Many of us use the walk-run method when we start out, but seasoned runners can also benefit from taking frequent walk breaks, says Lisa Jackson, co-author of Running Made Easy
Ask many runners how they got started in running and, chances are, they’ll mention Couch to 5K. This amazing app from the NHS takes runners from sofa-sloth status to proud 5K finisher in just nine weeks. In case you missed it, this app took things back to basics, asking beginners to attempt just 60 seconds of running at a time, interspersing those speedier sections with walk breaks.
Many of us tend to forget about walk-running once we can comfortably run 5K. But that’s a mistake, and here’s why: this approach can actually help you run faster. Far from being a sign of weakness during a race, walk-running can be a sign that you’re running smarter, not harder, and even elite runners have benefitted from this approach.
How it all began
Run-walking was first popularised in America by former Olympian Jeff Galloway (jeffgalloway.com), hence its nickname of ‘Jeffing’. Jeff’s run-walk method has helped millions of aspiring runners to achieve their goals.

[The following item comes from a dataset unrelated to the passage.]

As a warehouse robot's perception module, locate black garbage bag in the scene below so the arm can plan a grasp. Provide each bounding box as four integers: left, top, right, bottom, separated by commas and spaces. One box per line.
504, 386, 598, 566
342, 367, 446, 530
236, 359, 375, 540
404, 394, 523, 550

Two years after competing in the 1972 Munich Olympics, Jeff started teaching beginner runners how to take up running and avoid injury by using the concept he’d devised.
After fine-tuning his walk-run ratios based on the results of over 500,000 runners who’ve tried out different combinations, Jeff found that, on average, marathon runners using his method slashed 13-plus minutes off their times, whereas half marathoners cut theirs by seven minutes.
The most important thing to remember with walk-running is that you should start taking walk breaks right from the get-go, rather than waiting until you can’t run any more.
“Walking uses your muscles differently to when you’re running, so this means the early walk breaks ensure you’re likely to feel less tired, and the later ones help to reduce the amount of damage your muscles suffer,” says running coach Rory Coleman (colemancoaching.co.uk).
There’s an old saying that, “there’s only one way to eat an elephant: one bite at a time,”, and this is exactly what walk-running does for any daunting distance. Instead of feeling overwhelmed by the challenge ahead, walk-running breaks a race into smaller sections, making it feel more manageable. You’ll find yourself looking forward to walking when you’re running, and also start feeling impatient to run again when you’re walking.
Constantly having to check when you’re next due to run or walk is also a great distraction from any aches and pains! “Because the walk breaks help you feel rested, you’l have gas in the tank for the final miles,” says Dr Rhonda Cohen, author of Sport Psychology: Optimising Human Performance (Bloomsbury Sport, £22). “Other runners may no longer feel that they can run. The feeling of sailing past fellow competitors in the later stages is a huge confidence boost.”
How to do it
Jeff says that, for most runners, it’s best to walk for only 30 seconds, as walking for longer than that may cause a slowdown during the second half of a run, which will make it harder to resume running again. You may, however, find that 30 seconds isn’t long enough, so I advise that you try ‘banking’ your walk breaks into a three- or five-minute slot, so you have plenty of time to get your breath back, dig out your race snacks and adjust your clothing.
If you’re new to walk-running, experiment with it in training and see what works best for you. Some coaches recommend walking for a minute every mile, while Rory recommends a two-to-one ratio, for example running for two miles then walking for a mile. Whatever ratios you use, the general rule is that the faster time you’re aiming for, the shorter your walk breaks should be.